Is it possible to get a max value out of delta live table's table to be used in another table?
Closed this issue · 1 comments
surfii3z commented
Hi
I want to join two tables using date (DATE), doing the following
@dlt.table
def table_A():
# partitioned on date
A_df = spark.readStream.format("cloudFiles").option("cloudFiles.format", "parquet").load("location_A")
return A_df
@dlt.table
def table_B():
# partitioned on date
B_df = spark.read.format("delta").load("location_B")
return B_df
@dlt.table
def joined_table():
A_df = dlt.read_stream("table_A")
B_df = dlt.read("table_B")
conds = [A_df.date >= B_df.date, A_df.some_key == B_df.some_key]
joined_table = A_df.join(B_df, conds, "inner")
return joined_table
However, since table_B
would contains a lot of dates that don't matter to the join so I want to use the maximum value in the date column max_date_from_table_A
of table_A
to filter out table_B
before joining. i.e.
@dlt.table
def joined_table():
A_df = dlt.read_stream("table_A")
B_df = dlt.read("table_B").filter(B_df.date >= max_date_from_table_A)
conds = [A_df.date >= B_df.date, A_df.some_key == B_df.some_key]
joined_table = A_df.join(B_df, conds, "inner")
return joined_table
How can I do so?
I have tried doing
@dlt.table
def joined_table():
A_df = dlt.read_stream("table_A")
max_date_from_table_A = A_df.select(F.max('date')).first()['max(date)']
B_df = dlt.read("table_B").filter(B_df.date >= max_date_from_table_A)
conds = [A_df.date >= B_df.date, A_df.some_key == B_df.some_key]

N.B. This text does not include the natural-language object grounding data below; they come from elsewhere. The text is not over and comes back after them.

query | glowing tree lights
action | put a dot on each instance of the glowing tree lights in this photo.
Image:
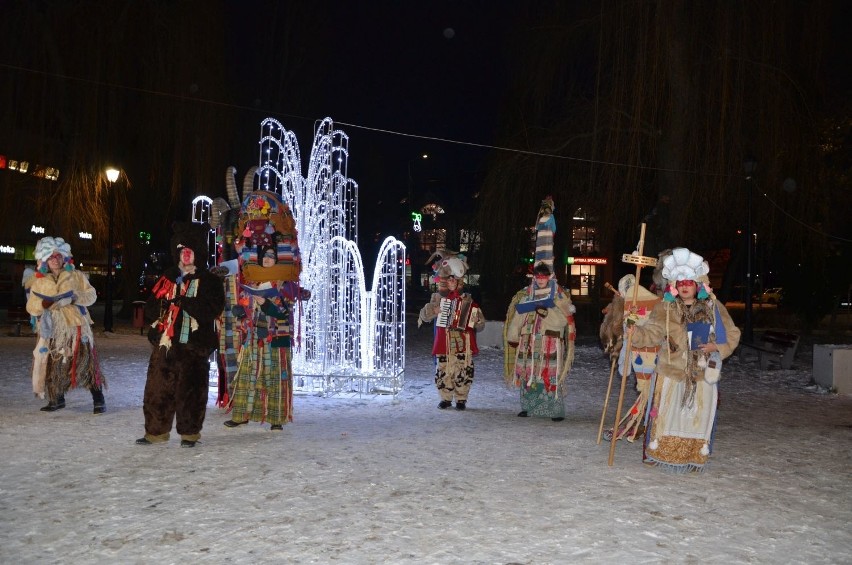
(352, 339)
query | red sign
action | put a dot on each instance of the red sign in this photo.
(587, 261)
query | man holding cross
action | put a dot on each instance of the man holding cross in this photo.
(696, 333)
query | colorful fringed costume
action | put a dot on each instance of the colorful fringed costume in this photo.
(457, 319)
(261, 389)
(539, 331)
(539, 349)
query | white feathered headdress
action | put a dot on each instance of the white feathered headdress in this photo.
(47, 246)
(684, 265)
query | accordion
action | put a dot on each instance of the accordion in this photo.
(456, 313)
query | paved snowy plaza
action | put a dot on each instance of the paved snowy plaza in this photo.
(383, 480)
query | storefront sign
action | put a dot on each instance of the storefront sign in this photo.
(587, 260)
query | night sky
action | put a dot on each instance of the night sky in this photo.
(424, 70)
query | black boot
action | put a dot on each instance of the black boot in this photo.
(99, 401)
(54, 405)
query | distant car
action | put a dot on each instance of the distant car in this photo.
(772, 295)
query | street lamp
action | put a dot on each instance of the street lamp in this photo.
(112, 176)
(749, 166)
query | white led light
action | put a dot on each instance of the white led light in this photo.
(348, 339)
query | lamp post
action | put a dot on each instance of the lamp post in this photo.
(749, 166)
(112, 176)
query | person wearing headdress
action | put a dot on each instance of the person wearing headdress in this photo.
(59, 296)
(184, 304)
(262, 386)
(457, 319)
(642, 359)
(539, 332)
(695, 334)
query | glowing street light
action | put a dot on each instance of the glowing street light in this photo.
(112, 176)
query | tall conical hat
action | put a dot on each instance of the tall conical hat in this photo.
(545, 228)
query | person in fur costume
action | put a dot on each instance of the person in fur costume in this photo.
(454, 345)
(643, 360)
(185, 302)
(695, 334)
(59, 296)
(539, 332)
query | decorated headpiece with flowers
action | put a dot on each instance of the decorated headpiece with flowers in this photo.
(684, 265)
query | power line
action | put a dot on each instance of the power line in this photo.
(221, 104)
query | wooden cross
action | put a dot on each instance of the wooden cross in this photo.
(640, 261)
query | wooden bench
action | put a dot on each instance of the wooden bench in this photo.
(17, 316)
(772, 345)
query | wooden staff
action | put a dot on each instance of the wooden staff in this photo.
(606, 400)
(614, 290)
(640, 262)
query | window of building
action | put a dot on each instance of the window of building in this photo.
(584, 234)
(432, 210)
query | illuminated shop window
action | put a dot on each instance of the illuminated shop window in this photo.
(584, 234)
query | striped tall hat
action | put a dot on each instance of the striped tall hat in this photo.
(545, 227)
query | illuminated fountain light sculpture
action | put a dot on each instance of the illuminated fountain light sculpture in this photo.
(352, 338)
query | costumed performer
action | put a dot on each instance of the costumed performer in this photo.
(457, 319)
(262, 388)
(696, 334)
(539, 332)
(184, 304)
(59, 296)
(643, 360)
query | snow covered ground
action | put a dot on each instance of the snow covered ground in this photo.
(383, 480)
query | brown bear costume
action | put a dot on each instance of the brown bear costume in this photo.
(185, 304)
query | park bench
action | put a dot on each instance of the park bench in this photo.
(772, 345)
(17, 316)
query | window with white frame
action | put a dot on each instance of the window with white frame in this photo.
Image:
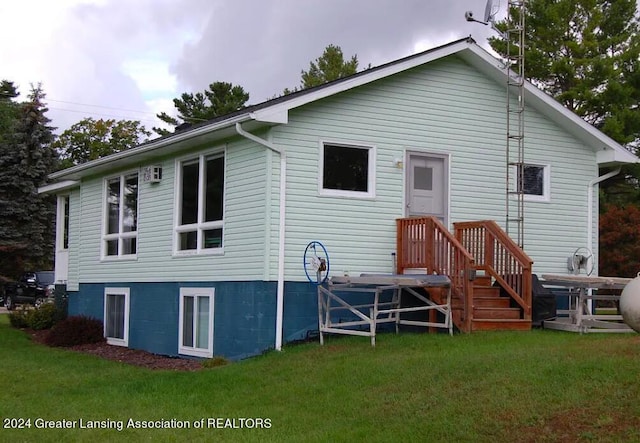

joined_table = A_df.join(B_df, conds, "inner")
return joined_table
but it would say the following error
org.apache.spark.sql.AnalysisException: Queries with streaming sources must be executed with writeStream.start();;
Or does the filter before join to get the smaller table table_B
NOT matter?
Thank you
chrishfish commented
The filter before the join could matter, but also the query optimizer may be able to this automatically using Dynamic Partiton Pruning/Dynamic File Pruning.
DLT doesn't support this type of manual optimization and will be improving the optimizer to cover these cases. Thanks!